Colbert: Yes. The ploughing of the body, the surgery itself opens her up to re-question her life and her sense of mortality. It’s a trigger point for her. It links to the land in that sense.

How did you and Alice build to revealing her scars?

Colbert: Alice has a very good friend who went through it, so she spent a lot of time talking with her about the mental process of coming to accept a new physicality and a new body. I guess in our representation, we wanted to hark back to imageries of the Amazons, these figures who bear their wounds as a pride, as a strength, rather than being broken by them. There’s a re-birth and a re-interpretation. She’s a woman who manages to change the narrative. We don’t know what’s real and what’s not, but she finally manages re-interpret her story and her narrative in a way that she’s not broken by it. It’s a journey and it takes a while, takes a lifetime.

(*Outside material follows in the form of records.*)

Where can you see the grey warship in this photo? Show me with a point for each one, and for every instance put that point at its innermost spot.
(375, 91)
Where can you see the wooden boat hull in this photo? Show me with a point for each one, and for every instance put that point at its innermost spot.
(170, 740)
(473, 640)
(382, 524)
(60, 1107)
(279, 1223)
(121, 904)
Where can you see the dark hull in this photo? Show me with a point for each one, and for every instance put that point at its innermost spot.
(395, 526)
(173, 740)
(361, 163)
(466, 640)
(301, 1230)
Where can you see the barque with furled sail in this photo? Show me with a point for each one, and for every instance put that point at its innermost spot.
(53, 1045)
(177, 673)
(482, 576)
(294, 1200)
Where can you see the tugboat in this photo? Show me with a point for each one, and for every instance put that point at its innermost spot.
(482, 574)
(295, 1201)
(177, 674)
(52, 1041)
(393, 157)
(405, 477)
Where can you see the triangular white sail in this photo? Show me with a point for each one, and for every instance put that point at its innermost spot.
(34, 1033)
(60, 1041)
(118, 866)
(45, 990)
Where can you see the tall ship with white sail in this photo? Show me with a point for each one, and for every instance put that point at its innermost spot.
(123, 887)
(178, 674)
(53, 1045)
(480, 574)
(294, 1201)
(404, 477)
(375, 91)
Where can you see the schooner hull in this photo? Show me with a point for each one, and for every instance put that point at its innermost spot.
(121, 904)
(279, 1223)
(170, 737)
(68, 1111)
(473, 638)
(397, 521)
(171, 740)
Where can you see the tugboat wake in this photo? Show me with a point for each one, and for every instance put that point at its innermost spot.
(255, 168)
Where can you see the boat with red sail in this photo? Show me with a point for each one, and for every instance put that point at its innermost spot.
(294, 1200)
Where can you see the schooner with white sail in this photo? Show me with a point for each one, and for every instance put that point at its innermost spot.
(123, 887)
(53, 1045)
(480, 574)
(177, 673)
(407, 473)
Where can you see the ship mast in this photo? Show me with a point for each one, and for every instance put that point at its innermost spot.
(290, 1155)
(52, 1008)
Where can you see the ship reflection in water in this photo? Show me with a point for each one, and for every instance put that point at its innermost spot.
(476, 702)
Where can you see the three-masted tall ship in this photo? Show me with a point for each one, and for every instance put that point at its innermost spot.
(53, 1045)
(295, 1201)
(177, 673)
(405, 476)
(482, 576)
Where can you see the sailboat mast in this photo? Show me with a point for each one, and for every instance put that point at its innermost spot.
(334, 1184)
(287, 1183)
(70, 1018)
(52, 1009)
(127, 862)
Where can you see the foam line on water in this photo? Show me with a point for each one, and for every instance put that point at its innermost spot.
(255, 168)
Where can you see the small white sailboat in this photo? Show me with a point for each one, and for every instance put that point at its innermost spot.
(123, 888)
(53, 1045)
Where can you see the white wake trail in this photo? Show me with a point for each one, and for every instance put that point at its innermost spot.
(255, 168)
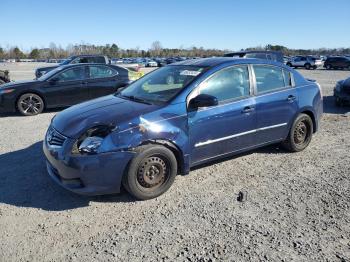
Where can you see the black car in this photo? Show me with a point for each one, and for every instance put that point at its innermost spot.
(77, 59)
(268, 55)
(342, 92)
(337, 62)
(62, 87)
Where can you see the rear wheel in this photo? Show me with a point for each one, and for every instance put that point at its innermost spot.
(300, 134)
(338, 102)
(151, 172)
(30, 104)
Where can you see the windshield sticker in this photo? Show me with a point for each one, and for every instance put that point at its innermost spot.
(189, 73)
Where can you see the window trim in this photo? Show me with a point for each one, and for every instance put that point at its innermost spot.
(256, 93)
(84, 78)
(195, 91)
(100, 65)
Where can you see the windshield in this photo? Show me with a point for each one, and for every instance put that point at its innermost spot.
(67, 61)
(162, 84)
(49, 74)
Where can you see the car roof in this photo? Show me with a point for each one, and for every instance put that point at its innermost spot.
(216, 61)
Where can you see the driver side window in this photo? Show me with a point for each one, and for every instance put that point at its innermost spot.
(228, 84)
(72, 74)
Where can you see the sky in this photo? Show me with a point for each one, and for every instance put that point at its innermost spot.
(221, 24)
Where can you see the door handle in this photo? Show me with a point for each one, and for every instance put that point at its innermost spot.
(291, 98)
(248, 109)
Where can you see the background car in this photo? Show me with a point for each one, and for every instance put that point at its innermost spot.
(342, 92)
(337, 62)
(62, 87)
(268, 55)
(97, 59)
(308, 62)
(146, 134)
(4, 77)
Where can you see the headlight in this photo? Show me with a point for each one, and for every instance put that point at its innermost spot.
(90, 145)
(91, 140)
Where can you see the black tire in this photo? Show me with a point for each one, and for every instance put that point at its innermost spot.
(151, 172)
(30, 104)
(300, 134)
(338, 102)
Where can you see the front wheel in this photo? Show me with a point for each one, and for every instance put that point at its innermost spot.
(151, 172)
(300, 134)
(30, 104)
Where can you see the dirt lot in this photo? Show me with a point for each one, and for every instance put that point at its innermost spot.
(297, 207)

What made you choose to relate that narrative to the MeToo movement?

Colbert: That was in the story already. MeToo is a much bigger, much more complicated issue, this is just a little film, but it’s something that’s in a lot of people’s experience. In that sense, it’s interesting how with the casting of Malcolm McDowell, who is so well known, maybe helped that narrative. There’s a scene with Malcolm watching the TV and someone says, “How could we let that happen.” There’s that idea that we’re all responsible for whatever issue we find acceptable in a society.

Next up for you Rupert is “My Policeman,” in which you star opposite Harry Styles and Emma Corrin. What can we expect and when can we expect it?

Everett: Next year, I think. It was lovely to make, it’s a great story from the book of the same name. I play someone who had a very bad stroke, a very different type of character. I had one scene with Harry Styles, he plays a younger version of another character and I was one of the old codgers. I really enjoyed it.